The project will enable the New Forest Heritage Trust to undertake an innovative digital project which focuses on its remarkable heritage collections and their potential to reveal the often hidden or marginalised stories of some New Forest communities. The project, Embroidered Tales: Hidden Histories and Silent Voices of The New Forest will be community-led with young people, members of the Roma and LGBTQIA+ communities from within and beyond the New Forest participating.
Mary Montagu-Scott, Chair of the New Forest Heritage Trust said, “I am so thrilled that this project is going to use the New Forest Embroidery as a catalyst for community engagement and digital innovation as a result of this funding from Esmée Fairbairn. My mother spent 4 years creating this community artwork and I was one of over 60 volunteers who sewed a canvas-work feature into the panel when I was a grumpy teenager. It helped me to develop my love of the New Forest and understand its history. I am delighted that the innovative digitisation and 3D modelling will make it accessible to new audiences bringing different insights to the narrative.”
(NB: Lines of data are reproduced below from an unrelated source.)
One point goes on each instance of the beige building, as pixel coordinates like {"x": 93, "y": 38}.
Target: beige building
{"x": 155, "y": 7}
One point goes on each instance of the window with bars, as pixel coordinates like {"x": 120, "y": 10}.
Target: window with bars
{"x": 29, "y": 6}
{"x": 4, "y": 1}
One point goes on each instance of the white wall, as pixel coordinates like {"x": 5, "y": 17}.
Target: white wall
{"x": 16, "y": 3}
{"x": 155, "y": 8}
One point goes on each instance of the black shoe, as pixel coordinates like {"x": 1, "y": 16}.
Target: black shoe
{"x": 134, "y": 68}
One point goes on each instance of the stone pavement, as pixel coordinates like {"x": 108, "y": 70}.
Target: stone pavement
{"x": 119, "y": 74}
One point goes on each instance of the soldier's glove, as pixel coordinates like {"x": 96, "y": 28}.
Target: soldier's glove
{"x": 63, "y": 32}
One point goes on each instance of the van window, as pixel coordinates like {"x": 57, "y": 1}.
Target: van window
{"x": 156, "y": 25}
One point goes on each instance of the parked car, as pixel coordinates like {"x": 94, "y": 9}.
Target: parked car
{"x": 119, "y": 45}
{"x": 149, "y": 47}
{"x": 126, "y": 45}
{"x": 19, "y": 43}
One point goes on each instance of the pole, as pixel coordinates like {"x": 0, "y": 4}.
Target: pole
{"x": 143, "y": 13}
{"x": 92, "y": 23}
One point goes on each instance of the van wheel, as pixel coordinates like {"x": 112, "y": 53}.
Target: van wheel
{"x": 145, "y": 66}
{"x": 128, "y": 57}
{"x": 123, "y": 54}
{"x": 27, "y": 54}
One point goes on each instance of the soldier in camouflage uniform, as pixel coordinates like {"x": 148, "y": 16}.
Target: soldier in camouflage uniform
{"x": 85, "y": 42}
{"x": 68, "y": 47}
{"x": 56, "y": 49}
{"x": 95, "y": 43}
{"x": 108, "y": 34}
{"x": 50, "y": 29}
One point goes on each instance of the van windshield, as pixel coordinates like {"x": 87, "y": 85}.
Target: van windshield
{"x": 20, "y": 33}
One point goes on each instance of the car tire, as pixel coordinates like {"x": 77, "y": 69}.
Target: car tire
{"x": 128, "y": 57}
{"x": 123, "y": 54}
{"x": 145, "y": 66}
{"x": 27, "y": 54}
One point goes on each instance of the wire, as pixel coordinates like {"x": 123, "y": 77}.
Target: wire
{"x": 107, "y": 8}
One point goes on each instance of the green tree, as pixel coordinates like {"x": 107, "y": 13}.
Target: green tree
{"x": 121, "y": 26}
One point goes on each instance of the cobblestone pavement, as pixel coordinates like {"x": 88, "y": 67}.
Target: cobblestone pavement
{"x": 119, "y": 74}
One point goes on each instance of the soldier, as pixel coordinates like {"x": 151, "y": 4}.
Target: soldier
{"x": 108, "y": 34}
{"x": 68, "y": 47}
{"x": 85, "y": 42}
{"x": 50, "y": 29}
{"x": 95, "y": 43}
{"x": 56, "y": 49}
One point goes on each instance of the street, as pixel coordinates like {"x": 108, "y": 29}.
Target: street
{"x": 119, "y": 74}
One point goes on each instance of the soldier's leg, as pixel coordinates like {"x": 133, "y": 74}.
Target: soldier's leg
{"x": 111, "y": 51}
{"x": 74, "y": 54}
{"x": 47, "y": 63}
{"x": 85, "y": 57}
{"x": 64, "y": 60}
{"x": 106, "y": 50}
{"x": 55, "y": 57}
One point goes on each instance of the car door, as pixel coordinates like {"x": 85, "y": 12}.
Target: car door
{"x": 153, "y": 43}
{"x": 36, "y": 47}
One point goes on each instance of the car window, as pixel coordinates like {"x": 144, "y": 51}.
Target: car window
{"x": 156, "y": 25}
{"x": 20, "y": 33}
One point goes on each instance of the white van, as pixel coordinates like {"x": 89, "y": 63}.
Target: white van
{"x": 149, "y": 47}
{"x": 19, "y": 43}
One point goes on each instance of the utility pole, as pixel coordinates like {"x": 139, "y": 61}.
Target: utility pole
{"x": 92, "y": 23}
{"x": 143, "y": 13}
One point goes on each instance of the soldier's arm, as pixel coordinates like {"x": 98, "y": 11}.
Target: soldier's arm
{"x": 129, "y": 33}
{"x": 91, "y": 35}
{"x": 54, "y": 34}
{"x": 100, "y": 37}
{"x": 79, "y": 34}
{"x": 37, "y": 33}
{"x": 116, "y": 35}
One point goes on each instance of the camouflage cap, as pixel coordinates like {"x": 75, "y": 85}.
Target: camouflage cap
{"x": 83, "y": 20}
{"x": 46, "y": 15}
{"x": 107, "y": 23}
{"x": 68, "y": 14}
This project will enable these local community groups to exploit the New Forest Heritage Centre’s collections of objects, archives, documents and publications to source content to tell stories of the New Forest from their own perspectives. The iconic New Forest Embroidery will feature as a central focus and will be recreated as an innovative digital avatar, through which these communities will be able to challenge conventional narratives of the New Forest’s history and present stories and experiences of the Forest that have been either marginalised or hidden by conventional narratives and traditional museum practices.
Commissioned by the New Forest Association in 1979 to commemorate the 900th anniversary of the creation of Nova Foresta by William the Conqueror, the New Forest Embroidery (NFE) is over 6m long and 70cm high. The object is divided into four panelled sections and presents a narrative history of the New Forest and its changing seasons, from its designation as a Forest in 1079 to anniversary tree planting by Her Majesty The Queen in 1979. The embroidery conveys key local and national events, characters associated with the history of the New Forest and features other key objects within the collections of the New Forest Heritage Centre.
Emulating the community-focused approach to making the embroidery, the project will be an equitable collaboration in which community participants will work together with New Forest Heritage Trust staff and heritage experts from the academic and commercial heritage sectors, using ground-breaking digital technologies to tell their stories to global audiences.
In collaboration with digital heritage experts from the Centre for Print Research, University of the West of England, and digital engagement specialists Mnemoscene, community participants and the staff and volunteers at the New Forest Heritage Centre, will create a dynamic digital version of the iconic New Forest Embroidery, making it accessible beyond the walls of the museum. Significantly, the project will also produce a 3D-printed tactile sensory model of sections of the Embroidery. This will feature embedded touch sensors to enable visitors to access audio descriptions, film clips and links to information and interpretation ‘hotspots’ via their mobile devices, thus making the object and its stories accessible to visitors with diverse physical abilities.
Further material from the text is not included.